The limitations imposed on brain therapy by the blood–brain barrier (BBB) have warranted the development of carriers that can overcome and deliver therapeutic agents into the brain. We strategically designed liposomal nanoparticles encasing plasmid DNA for efficient transfection and translocation across the in vitro BBB model as well as in vivo brain-targeted delivery. Liposomes were surface modified with two ligands, cell-penetrating peptide (PFVYLI or R9F2) for enhanced internalization into cells and transferrin (Tf) ligand for targeting transferrin-receptor expressed on brain capillary endothelial cells. Dual-modified liposomes encapsulating pDNA demonstrated significantly (P < 0.05) higher in vitro transfection efficiency compared to single-modified nanoparticles. R9F2Tf-liposomes showed superior ability to cross in vitro BBB and, subsequently, transfect primary neurons. Additionally, these nanoparticles crossed in vivo BBB and reached brain parenchyma of mice (6.6%) without causing tissue damage. Transferrin receptor-targeting with enhanced cell penetration is a relevant strategy for efficient brain-targeted delivery of genes.
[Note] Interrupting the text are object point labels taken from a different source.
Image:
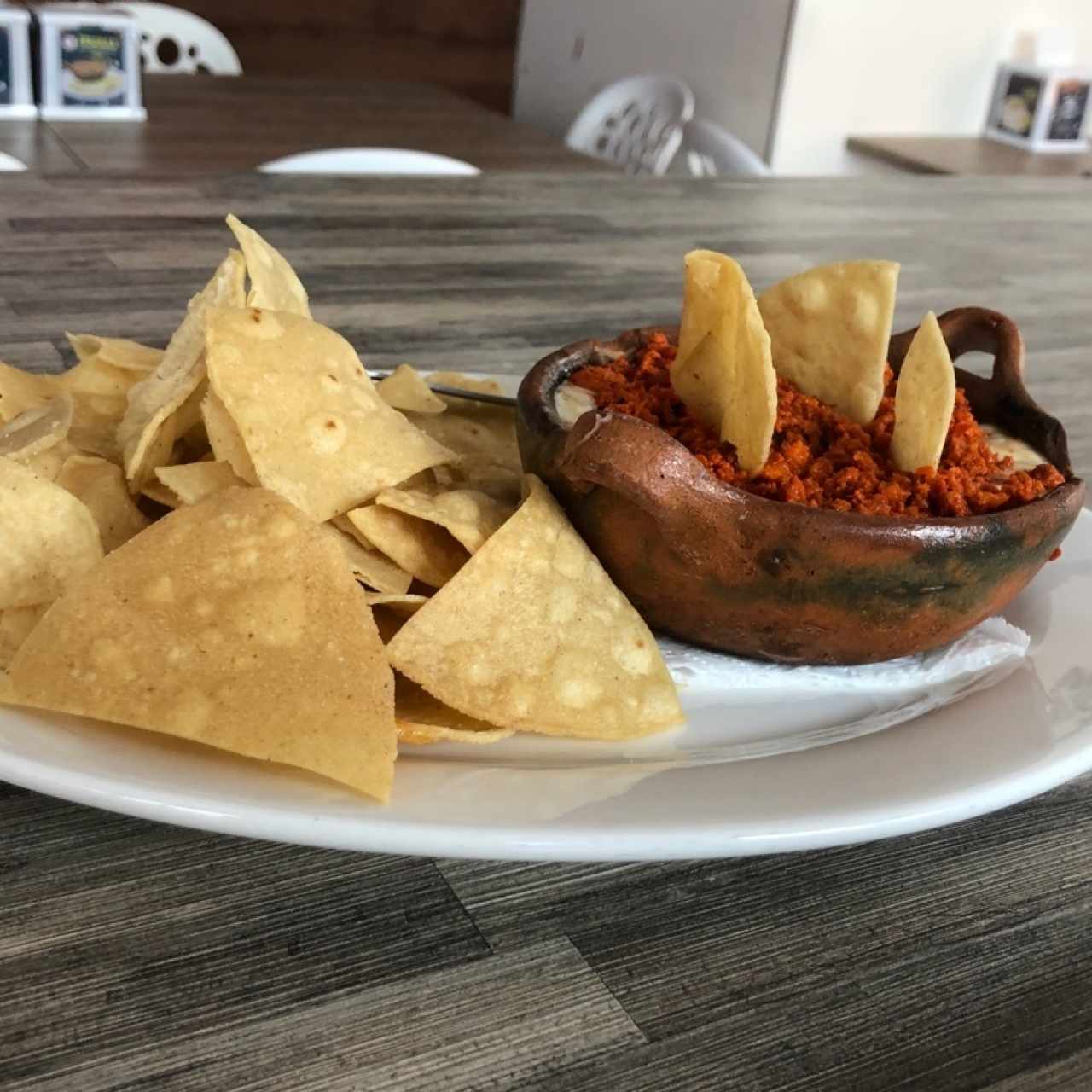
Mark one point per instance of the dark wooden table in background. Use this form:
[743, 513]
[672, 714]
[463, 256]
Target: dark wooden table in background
[141, 956]
[210, 125]
[969, 155]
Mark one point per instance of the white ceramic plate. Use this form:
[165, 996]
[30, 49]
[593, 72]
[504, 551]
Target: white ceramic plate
[683, 795]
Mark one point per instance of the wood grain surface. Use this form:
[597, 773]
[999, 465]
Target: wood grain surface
[206, 125]
[142, 956]
[969, 155]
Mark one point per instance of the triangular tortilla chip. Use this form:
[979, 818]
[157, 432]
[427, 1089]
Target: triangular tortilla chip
[38, 429]
[192, 482]
[423, 720]
[119, 351]
[370, 566]
[148, 429]
[726, 377]
[224, 438]
[15, 626]
[157, 491]
[346, 444]
[47, 537]
[100, 392]
[48, 463]
[233, 623]
[532, 634]
[421, 549]
[23, 390]
[102, 487]
[924, 400]
[273, 283]
[405, 389]
[830, 328]
[468, 515]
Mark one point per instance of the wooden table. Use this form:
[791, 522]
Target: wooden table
[967, 155]
[203, 125]
[135, 956]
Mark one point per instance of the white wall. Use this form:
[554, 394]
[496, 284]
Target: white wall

血脑屏障（BBB）对脑部治疗造成的限制需要开发能够克服血脑屏障并将治疗药物输送到大脑中的载体。我们战略性地设计了包裹质粒 DNA 的脂质体纳米颗粒，用于在体外BBB 模型中有效转染和易位以及体内脑靶向递送。脂质体用两种配体进行表面修饰，细胞穿透肽（PFVYLI 或 R9F2）用于增强细胞内化，转铁蛋白（Tf）配体用于靶向脑毛细血管内皮细胞上表达的转铁蛋白受体。与单修饰纳米颗粒相比，封装 pDNA 的双修饰脂质体具有显着更高的体外转染效率（ P < 0.05）。 R9F2Tf-脂质体表现出优异的体外BBB 交叉能力，并随后转染原代神经元。此外，这些纳米粒子穿过体内BBB 并到达小鼠 (6.6%) 的脑实质，而不会造成组织损伤。具有增强细胞渗透性的转铁蛋白受体靶向是有效脑靶向基因递送的相关策略。